A cone sheet is a type of high-level igneous intrusion of subvolcanic rock, found in partly eroded central volcanic complexes. Cone sheets are relatively thin inclined sheets, generally just a few metres thick, with the geometry of a downward-pointing cone. Viewed from above, their outcrop is typically circular to elliptical.

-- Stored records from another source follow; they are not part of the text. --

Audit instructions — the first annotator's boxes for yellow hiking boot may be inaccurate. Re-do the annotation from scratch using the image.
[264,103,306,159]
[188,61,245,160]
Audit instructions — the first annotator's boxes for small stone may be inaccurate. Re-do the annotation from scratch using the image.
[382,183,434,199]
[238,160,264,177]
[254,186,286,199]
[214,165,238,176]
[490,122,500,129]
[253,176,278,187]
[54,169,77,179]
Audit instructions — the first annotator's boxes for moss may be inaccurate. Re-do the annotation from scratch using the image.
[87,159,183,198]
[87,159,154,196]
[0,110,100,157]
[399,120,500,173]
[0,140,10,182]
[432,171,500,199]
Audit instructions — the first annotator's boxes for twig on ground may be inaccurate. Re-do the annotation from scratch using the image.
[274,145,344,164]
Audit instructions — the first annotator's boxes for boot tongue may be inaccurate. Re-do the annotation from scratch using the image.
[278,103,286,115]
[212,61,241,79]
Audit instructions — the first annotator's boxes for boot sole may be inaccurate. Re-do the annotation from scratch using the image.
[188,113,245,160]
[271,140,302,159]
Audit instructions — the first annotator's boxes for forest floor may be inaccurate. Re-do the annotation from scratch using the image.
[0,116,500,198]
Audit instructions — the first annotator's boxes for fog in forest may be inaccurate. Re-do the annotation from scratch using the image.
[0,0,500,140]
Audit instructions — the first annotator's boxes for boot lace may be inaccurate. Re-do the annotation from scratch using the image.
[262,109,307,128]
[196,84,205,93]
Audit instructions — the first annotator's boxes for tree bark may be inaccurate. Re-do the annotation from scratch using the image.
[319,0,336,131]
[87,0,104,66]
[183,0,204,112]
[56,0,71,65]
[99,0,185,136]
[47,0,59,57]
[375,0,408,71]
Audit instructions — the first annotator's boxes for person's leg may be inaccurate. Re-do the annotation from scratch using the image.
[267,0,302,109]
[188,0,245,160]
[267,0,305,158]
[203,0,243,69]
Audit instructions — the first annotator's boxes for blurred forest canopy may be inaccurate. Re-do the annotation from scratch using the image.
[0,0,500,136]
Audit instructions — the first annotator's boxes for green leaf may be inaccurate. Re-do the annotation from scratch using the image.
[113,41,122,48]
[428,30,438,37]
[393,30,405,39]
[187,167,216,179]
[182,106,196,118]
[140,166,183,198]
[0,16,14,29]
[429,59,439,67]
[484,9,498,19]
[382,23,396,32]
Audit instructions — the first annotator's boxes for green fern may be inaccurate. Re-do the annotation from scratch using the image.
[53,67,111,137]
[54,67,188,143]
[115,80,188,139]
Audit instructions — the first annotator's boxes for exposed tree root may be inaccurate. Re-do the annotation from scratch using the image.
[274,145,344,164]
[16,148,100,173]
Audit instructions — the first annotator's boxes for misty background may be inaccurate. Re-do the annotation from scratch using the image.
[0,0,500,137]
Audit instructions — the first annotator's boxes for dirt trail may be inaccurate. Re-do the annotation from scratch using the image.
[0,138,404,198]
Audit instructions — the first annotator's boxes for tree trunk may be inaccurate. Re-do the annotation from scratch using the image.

They were originally described from the Ardnamurchan, Mull and other central complexes of the British Tertiary Volcanic Province (now recognised as part of the North Atlantic Igneous Province).

==Occurrence==
Cone sheets are widely distributed at the lower levels of volcanic complexes.

Examples of cone sheet complexes
| Name | Location | Age | Dominant rock type | Reference |
|---|---|---|---|---|
| Ardnamurchan | Scotland | Paleogene | dolerite |  |
| Tejeda | Gran Canaria | Miocene | trachyte, phonolite |  |
| Vallehermoso | La Gomera | Miocene | trachyte, phonolite |  |
| Jabal Arknu | Libya | Tertiary |  |  |
| Otoge | Japan | Miocene | alkali basalt, trachyandesite |  |
| Zarza | Mexico | Cretaceous | gabbro |  |
| Houshihushan | China | Cretaceous | granite porphyry |  |
| Boa Vista | Cape Verde | Miocene | phonolite |  |
| Ruri Hills | Kenya | Miocene | carbonatite |  |
| Bagstowe | Queensland | late Paleozoic | rhyolite |  |
| Thverartindur | Iceland | Pliocene |  |  |
| Tehilla | Sudan | Cambrian–Ordovician | granite, monzonite |  |

==Formation==
Soon after cone sheets were first described, their formation was explained in terms of intrusion along conical fractures extending from the top of an intrusive body into the overlying rocks, caused by high magmatic pressure.